Friday, January 14, 2011

A Winter’s Day Meditation (14 January 2011)

“In my mind a naturalist is someone who comes to understand the biological life and ecological relationships of a particular place with some depth and seeks to use this understanding to forge an appropriate relationship with earthly life.” (14)
-          Lyanda Lynn Haupt
Pilgrim on the Great Bird Continent (2006)
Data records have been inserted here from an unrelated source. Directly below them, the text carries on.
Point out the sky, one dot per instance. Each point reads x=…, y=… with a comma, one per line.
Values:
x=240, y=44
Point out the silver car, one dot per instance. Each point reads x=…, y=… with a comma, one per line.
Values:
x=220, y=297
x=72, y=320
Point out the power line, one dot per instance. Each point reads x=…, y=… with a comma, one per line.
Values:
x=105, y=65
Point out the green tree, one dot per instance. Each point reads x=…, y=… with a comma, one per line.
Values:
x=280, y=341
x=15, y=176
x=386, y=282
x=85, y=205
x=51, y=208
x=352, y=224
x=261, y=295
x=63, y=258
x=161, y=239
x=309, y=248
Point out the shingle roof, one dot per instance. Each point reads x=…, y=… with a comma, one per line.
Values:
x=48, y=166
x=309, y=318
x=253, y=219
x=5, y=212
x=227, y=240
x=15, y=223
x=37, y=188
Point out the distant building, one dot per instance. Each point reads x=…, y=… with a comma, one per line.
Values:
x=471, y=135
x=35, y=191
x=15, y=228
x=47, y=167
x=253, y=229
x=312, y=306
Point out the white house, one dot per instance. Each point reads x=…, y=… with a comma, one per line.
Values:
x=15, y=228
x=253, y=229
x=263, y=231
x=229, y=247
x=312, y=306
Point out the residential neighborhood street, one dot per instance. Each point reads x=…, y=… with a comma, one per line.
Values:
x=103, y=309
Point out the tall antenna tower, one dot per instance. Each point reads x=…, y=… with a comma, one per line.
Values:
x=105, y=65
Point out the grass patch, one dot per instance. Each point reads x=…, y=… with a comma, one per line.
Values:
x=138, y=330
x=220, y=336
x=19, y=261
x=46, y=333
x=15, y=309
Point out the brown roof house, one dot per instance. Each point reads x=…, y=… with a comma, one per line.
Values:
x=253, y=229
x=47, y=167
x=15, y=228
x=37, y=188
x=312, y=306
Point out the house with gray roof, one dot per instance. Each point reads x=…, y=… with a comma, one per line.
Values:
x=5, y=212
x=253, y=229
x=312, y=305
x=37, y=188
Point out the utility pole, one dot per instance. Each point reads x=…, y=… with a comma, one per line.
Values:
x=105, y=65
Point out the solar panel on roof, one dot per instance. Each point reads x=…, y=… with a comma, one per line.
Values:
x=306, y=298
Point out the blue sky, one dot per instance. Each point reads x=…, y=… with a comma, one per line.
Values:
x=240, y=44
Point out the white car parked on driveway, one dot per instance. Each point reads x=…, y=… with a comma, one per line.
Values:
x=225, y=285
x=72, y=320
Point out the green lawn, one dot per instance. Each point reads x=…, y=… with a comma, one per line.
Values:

I have been kept in the house today by a beautiful flurry of snow and wind.  Sitting here, watching the snow falling, hearing its slight patter on the window and smelling the snow-fresh air coming in at the crack under the door, I have turned to devout thinking, and am inspired to wonder at Nature in all its beauty.  Looking out the west window as the lecturer on my laptop continues talking about inflation and how it solves certain problems related to the Big Bang and cosmic evolution, I’m suddenly led to reflect on the ways in which we interact with Earth & Cosmos.
As I have noted in other blogs, there are subjective modes of experience and engagement that are known only to us as individuals.  Then there are intersubjective modes that arise through common experience and via the communication of our own experiences with others.  Finally, there are modes of interaction with the objective world_ and with the cosmos beyond our present horizons_ in which we interact with the universe, both intimate and distant, relating to and hopefully coming to understand that which we cannot change just by thinking about it differently.
Being a poet as well as a thinker and an amateur science enthusiast, I find myself fascinated by all three of these levels.  This morning, however, I’m drawn toward an exploration of three ‘themes’ that seem to me important in understanding our ‘place’ in the given world; that ‘objective’ dimension that does not depend upon us for its existence or its nature.  The first theme concerns engaging with the particulars of experience.  This is extremely important to both the poet and the scientist, and has done more to further our knowledge of the world and ourselves than almost any other preoccupation.  The second theme is the need to link the intellectual and sensual dimensions of our experience, in order to establish a holistic response to Nature.  The third theme that occurs to me as I meditate on the snowy scene outside my window is the nature of the space in which we live; its three dimensionality—which implies a certain kind of universe and pervades our ‘perspective’ as a species.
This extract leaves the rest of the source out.